Unfortunately, shortly after rendering this invoice, things went wrong. The newly installed part had broken down inside the machinery causing production of the plant to cease and, so Nobel said, damaging some of the product which was in the plant at the time. Considerable discussions between the parties, their loss adjusters and insurers then ensued, which resulted in Chiltern agreeing to cancel their invoice of £22,000 in the face of a supposed claim from Nobel of the order of £24,000. Supposed, because it seems that the figure of £24,000 was never properly investigated by Chiltern and substantial elements of that claim had never been properly evidenced.
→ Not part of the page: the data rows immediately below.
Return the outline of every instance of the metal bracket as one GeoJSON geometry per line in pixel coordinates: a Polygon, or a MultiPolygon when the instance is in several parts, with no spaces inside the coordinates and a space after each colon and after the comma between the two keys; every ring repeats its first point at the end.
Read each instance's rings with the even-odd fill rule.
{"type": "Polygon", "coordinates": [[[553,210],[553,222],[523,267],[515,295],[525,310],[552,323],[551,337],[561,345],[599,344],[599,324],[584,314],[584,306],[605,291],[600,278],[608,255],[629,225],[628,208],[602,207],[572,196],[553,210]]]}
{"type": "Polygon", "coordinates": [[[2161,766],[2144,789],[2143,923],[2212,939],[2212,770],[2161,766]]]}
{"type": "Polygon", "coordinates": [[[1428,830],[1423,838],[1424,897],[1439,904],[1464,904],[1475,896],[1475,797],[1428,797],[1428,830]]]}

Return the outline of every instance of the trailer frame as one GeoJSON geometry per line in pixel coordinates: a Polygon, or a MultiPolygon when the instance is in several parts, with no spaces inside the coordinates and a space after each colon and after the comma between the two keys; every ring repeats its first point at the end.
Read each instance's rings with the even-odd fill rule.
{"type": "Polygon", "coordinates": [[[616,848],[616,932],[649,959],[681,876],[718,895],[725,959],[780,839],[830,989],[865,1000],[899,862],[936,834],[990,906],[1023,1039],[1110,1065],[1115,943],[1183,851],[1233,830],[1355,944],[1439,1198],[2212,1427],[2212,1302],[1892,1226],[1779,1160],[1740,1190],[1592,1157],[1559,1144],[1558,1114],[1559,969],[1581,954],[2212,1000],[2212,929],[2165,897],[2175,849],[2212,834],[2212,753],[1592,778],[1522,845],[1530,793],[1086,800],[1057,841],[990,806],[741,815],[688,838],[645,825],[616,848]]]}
Now we should turn to the dispute between the main contractor and sub-contractor, the subject of the present action. Spirotec had sued Chiltern in the County Court for the cost of the parts supplied by them, some £5,500. This was defended by Chiltern, who counter-claimed for £22,000, being the amount of the invoice to their client which they had foregone by settlement. Before turning to his judgment in the Court of Appeal, Sir John Balcombe referred to the case of Biggin -v- Permanite (1951) 2 KB 314 where rather similar problems had risen. At first instance in that case it was held that the amount paid under the settlement was wholly irrelevant and felt to be inadmissible. In the Court of Appeal it was held that the amount paid under the settlement, although it was admittedly an upper limit, should if reasonable, be taken as the correct measure of damage. To establish reasonableness, a significant factor was considered to be where a client might have taken professional or legal advice. Elsewhere in the judgment it was stated that if upon the evidence the judge is satisfied that the damages would be somewhere around the figure at which the plaintiffs had settled, he would be justified in awarding that settlement figure.
Returning to Nobel and Chiltern, Chiltern had agreed to forego its claim for work it had undoubtedly done in the sum of £22,000, in view of a counter-claim from Nobel loosely quantified in the sum of approximately £24,000. On the face of it, that might not have been an unreasonable settlement provided that Nobel's claim for £24,000 was a reasonable claim. However, in their action against Spirotec, no evidence whatsoever had been led by Chiltern to the effect that the sums claimed against them by their client were reasonable.
Therefore, according to the Court of Appeal, the counter-claim in the sum of £22,000 should have been dismissed. There was no relevant or admissible evidence to show that the settlement reached between Chiltern and Nobel was a reasonable settlement, so as to affect the sub-contractor Spirotec.